3. Generic data science platforms (Cloudera, Hortonworks, Databricks)

I think there is still tons of opportunity for industry-specific turn-key data science tools. Especially for verticals where there is a low coincidence of skilled developers with industry domain expertise.


Learn the art of writing gpu compilers. Software defined radio is another.

If you find web-scraping dull don't pursue it. Life is short.


I'd just suggest looking into something up and coming that interests you, and start learning whatever you can about that.

Industries that will have specific uses for machine-vision: autonomous driving cars, drones, robotics, augmented reality, internet of things

Others: crypto-currencies (specifically digital ledgers/blockchains), virtual reality, commercial space exploration, online education, voice recognition, (more as I think of them)

Tech that's already big and probably getting bigger: streaming video, instant stock trading based on algorithms,

Certainly one of those must be interesting to you. They're all pretty interesting to me.


Whereabouts are you? If you're interested in PLT, DSLs and compilers, there are some small enclaves in finance that might interest you.

edit spelling


What small enclaves in finance are you talking about? I know that banks have small scripting languages that enable semi-technical users to describe a derivative product ("if condition1 then payoff1 etc.") but those are old and I doubt they are actively maintained and that banks are hiring people for that.


I was talking about banks. I work for one where we build stuff on top of essentially this paper:

http://research.microsoft.com/en-us/um/people/simonpj/Papers...

We're even hiring: https://donsbot.wordpress.com/2016/01/18/haskell-developer-r...


If you are interested in huge bonuses up to 400k-1M a year for being a developer, then I suggest to you high frequency trading development. The problem is you'll have to move close to an exchange, but the finance industry rewards you handsomely and takes care of it's employees.


Best of luck to you, I am not in the industry and cannot recommend from that perspective.

As a consumer though, augmented reality ( eg Hololens and Magic Leap) seems like it is about to become very big, and probably utilizes machine vision.

Can you recommend some resources for learning about web scraping?


I'm very much into DSLs, and I've been building and using them extensively throughout a very wide spectrum: database engines, CADs, hardware design and verification, compilers, device drivers, HPC (GPGPU).


you should look at marketplaces. possibly even ones run by crypto currencies. There are alot of ways to configure a marketplace and it would be nice to abstract that from CRUD operations and such.


You can do pretty well as a Google for Work reseller.
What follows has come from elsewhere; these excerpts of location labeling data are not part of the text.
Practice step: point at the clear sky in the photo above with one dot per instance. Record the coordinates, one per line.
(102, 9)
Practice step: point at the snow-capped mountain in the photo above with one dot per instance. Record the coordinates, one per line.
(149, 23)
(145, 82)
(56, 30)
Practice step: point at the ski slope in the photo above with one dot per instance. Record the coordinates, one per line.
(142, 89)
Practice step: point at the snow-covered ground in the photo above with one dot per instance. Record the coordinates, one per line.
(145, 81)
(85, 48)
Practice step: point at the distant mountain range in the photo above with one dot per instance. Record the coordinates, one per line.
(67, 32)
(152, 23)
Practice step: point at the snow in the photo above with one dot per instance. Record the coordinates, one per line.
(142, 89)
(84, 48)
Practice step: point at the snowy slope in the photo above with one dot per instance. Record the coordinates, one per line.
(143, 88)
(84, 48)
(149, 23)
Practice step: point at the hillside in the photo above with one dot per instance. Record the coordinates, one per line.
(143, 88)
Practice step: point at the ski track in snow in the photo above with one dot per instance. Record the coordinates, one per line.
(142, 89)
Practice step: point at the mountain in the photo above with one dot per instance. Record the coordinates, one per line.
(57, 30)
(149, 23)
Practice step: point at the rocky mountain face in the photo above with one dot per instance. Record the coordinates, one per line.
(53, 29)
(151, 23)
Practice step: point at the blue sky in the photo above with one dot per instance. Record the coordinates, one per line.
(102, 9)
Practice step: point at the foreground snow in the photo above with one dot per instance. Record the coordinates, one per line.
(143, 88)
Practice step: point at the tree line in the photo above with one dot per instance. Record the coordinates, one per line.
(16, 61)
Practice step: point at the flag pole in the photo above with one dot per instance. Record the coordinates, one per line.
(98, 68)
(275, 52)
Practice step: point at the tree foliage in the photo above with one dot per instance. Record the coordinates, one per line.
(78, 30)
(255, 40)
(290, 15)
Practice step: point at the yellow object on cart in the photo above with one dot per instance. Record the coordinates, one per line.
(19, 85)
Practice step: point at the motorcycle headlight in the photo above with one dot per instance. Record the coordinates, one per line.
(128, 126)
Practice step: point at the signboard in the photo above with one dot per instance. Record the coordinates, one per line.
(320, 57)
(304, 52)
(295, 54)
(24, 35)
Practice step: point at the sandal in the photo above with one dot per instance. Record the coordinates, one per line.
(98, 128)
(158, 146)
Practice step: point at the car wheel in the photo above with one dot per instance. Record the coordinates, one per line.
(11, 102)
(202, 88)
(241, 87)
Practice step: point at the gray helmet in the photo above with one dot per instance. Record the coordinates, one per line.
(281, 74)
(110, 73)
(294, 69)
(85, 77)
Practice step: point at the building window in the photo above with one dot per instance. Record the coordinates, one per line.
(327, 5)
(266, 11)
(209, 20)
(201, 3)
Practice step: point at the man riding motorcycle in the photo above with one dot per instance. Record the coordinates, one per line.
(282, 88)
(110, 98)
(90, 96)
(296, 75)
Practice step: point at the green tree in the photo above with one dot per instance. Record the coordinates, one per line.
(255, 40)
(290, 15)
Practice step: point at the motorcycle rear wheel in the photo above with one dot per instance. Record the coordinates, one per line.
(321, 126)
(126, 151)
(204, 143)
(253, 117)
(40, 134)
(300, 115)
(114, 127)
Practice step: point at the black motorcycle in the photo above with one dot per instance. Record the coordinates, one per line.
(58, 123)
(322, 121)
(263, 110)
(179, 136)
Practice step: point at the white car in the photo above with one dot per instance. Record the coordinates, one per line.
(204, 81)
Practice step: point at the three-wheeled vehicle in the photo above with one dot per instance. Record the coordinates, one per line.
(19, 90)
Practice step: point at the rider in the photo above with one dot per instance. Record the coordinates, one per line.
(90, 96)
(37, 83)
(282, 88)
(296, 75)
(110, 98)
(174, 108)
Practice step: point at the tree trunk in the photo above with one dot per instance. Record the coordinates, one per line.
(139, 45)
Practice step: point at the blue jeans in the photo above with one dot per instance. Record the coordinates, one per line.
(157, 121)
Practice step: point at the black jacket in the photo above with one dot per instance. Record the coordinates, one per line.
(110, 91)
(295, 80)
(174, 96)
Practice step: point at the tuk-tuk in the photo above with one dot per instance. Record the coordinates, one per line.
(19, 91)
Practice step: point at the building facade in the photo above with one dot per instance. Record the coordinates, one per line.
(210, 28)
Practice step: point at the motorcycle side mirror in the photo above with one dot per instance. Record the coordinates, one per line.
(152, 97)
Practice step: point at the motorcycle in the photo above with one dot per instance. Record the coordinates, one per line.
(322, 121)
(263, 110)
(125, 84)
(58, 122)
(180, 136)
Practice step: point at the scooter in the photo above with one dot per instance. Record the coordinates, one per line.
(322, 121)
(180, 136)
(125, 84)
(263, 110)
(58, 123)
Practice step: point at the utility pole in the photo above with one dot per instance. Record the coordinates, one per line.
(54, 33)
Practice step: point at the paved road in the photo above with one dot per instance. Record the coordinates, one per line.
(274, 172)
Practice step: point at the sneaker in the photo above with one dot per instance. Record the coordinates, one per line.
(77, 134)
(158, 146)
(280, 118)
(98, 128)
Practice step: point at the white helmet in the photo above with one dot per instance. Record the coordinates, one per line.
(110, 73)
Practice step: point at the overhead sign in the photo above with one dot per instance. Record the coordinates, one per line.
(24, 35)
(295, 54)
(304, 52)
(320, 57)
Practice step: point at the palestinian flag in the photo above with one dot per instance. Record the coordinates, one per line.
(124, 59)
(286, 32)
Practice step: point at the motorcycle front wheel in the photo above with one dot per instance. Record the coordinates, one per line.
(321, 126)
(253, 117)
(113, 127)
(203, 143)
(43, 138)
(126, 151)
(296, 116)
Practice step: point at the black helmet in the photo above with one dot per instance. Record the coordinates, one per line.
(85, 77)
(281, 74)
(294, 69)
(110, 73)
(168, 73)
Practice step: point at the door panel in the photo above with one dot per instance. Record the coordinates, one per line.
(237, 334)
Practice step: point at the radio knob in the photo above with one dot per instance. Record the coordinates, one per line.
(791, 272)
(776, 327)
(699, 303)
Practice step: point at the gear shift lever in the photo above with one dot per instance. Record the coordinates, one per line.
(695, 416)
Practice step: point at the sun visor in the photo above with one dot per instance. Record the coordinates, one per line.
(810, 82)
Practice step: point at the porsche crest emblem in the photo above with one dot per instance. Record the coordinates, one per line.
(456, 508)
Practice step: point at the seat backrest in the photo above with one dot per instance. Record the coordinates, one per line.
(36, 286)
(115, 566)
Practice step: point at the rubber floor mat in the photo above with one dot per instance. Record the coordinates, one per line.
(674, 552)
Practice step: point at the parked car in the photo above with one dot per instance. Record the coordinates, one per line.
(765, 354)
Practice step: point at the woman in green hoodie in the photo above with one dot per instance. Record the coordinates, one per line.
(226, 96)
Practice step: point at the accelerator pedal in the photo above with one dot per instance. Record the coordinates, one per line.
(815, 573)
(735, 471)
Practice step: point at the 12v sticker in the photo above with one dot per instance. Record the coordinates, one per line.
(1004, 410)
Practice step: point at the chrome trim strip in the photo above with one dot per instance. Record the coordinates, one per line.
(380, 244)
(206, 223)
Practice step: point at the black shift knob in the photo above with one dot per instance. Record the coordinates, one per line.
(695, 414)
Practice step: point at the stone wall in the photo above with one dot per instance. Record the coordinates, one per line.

I can make 1 USD per account per month, at 10k accounts it is a pretty good source of passive income.


Interesting proposition for a static income. I'll look into it


you're right, web scraping is dull ( it was a big, but important part of my job for a number of years ). The interesting, and non-trivial, part comes on how to use the data you have scraped.


Which one are you talking about:

Damn Small Linux, a very small Linux distribution

Definitive software library

Domain-specific language, a computer language designed for a specific problem domain


DSL= Domain Specific Languages


sorry I left the non-technical terms in there I didn't mean to piss everybody off. Thanks for answering.